Soll kontroverser Austausch auf Dauer nicht zu einer statischen Zwei-Parteien-zwei Weltbilder-Polarität erstarren, muss unsere Aufmerksamkeit stärker gerade denen gelten, die nicht am Lautesten in die Gesellschaft rufen (können). Jene, die nicht bereits über viele Ressourcen und Aufmerksamkeit Verfügenden, die Zwischentöne und vielfältige Perspektiven einführen.

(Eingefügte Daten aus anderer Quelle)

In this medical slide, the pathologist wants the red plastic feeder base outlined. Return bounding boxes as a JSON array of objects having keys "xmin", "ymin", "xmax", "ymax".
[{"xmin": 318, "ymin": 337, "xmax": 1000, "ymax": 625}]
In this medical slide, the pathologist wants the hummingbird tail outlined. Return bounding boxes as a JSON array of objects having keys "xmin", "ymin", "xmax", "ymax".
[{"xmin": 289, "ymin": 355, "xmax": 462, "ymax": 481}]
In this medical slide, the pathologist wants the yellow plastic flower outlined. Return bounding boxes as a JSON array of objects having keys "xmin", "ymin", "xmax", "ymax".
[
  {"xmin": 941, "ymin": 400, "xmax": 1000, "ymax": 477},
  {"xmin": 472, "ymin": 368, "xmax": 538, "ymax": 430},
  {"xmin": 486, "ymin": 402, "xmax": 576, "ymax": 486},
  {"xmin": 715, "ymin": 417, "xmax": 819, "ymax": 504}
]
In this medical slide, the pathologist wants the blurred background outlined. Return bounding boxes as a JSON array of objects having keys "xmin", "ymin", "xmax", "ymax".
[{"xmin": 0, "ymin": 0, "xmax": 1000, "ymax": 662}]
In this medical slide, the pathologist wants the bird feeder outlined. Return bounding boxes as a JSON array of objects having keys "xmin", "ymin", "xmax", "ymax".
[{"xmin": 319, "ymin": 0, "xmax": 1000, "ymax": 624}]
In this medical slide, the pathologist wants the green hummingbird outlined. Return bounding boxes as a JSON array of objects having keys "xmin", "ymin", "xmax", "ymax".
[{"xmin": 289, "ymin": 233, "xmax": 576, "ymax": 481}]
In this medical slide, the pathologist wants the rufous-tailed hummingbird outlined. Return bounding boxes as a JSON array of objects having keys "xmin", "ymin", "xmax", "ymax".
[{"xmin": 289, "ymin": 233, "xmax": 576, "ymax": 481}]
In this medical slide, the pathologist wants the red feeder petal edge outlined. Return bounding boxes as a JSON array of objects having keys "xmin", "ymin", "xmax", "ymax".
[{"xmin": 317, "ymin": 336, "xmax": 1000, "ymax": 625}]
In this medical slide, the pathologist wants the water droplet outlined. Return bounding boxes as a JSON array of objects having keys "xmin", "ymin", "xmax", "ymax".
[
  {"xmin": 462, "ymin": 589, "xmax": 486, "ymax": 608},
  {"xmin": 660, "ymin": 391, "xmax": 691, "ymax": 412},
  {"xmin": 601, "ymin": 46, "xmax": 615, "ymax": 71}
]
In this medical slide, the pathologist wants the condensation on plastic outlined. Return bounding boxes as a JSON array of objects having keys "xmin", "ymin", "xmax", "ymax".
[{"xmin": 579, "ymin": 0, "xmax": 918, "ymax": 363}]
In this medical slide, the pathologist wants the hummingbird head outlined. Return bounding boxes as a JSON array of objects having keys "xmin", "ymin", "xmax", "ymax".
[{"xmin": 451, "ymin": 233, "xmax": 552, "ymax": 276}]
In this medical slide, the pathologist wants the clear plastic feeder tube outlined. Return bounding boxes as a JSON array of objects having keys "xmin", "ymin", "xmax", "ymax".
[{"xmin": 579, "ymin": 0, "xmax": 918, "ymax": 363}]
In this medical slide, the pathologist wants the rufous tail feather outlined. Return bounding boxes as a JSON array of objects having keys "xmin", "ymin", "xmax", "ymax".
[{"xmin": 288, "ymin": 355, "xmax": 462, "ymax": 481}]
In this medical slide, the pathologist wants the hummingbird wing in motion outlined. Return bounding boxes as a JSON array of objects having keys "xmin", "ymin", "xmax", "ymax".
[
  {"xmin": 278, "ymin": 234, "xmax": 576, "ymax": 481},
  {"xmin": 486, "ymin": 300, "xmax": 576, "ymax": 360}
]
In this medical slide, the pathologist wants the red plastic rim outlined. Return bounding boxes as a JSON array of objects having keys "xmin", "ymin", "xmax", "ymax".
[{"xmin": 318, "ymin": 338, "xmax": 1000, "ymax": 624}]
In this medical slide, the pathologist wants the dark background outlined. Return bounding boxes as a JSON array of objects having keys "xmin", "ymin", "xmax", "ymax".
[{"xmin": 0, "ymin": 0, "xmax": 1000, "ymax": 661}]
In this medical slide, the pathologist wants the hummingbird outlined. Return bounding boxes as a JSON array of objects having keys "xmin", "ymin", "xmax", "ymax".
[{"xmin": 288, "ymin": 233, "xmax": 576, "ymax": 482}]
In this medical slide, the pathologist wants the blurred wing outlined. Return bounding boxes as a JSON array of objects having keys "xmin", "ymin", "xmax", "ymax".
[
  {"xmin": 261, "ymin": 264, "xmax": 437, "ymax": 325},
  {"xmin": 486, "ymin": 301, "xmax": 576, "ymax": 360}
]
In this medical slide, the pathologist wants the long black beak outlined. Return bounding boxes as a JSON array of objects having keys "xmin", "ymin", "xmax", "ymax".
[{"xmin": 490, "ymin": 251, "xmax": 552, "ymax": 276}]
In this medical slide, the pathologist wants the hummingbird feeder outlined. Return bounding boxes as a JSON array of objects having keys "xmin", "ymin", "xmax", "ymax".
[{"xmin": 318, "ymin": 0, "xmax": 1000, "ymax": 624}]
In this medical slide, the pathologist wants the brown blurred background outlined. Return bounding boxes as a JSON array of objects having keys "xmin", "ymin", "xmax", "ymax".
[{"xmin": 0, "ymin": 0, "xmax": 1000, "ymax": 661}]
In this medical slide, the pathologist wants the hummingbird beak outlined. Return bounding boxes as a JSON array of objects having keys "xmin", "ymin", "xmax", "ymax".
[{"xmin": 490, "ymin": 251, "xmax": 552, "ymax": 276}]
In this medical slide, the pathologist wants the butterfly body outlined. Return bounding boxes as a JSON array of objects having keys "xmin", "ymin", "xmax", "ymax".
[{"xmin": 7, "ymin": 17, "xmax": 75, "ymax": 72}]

Nun kann man sich fragen, wie die Räume genau aussehen, in denen das Aufeinandertreffen von Vielfalt besonders gelingt – sind es Fußgängerzonen, Seminare, Kneipen, Bürger*innenräte, Bibliotheken, Sportvereine, Kongresse Stadtteile, Schulen, Stadien, ehrenamtliche Projekte, Räume für die Zivilgesellschaft, soziokulturelle Zentren, Hauptstraßen…? Was Besonderes passiert dort unter welchen Umständen? Lassen sich daraus Rückschlüsse für zukünftige oder neue Begegnungsräume als Infrastruktur ziehen? Wie kann man Menschen motivieren, diese Orte aufzusuchen? Im Zuge der Beantwortung dieser Fragen können wir zu einem analytischen und forschenden Verständnis von Begegnung und Interaktion gelangen.


Beispiel Weltsozialforum

Manthes Promotion Warum treffen sich soziale Bewegungen? beschäftigte sich mit dem Weltsozialforum (Manthe 2020).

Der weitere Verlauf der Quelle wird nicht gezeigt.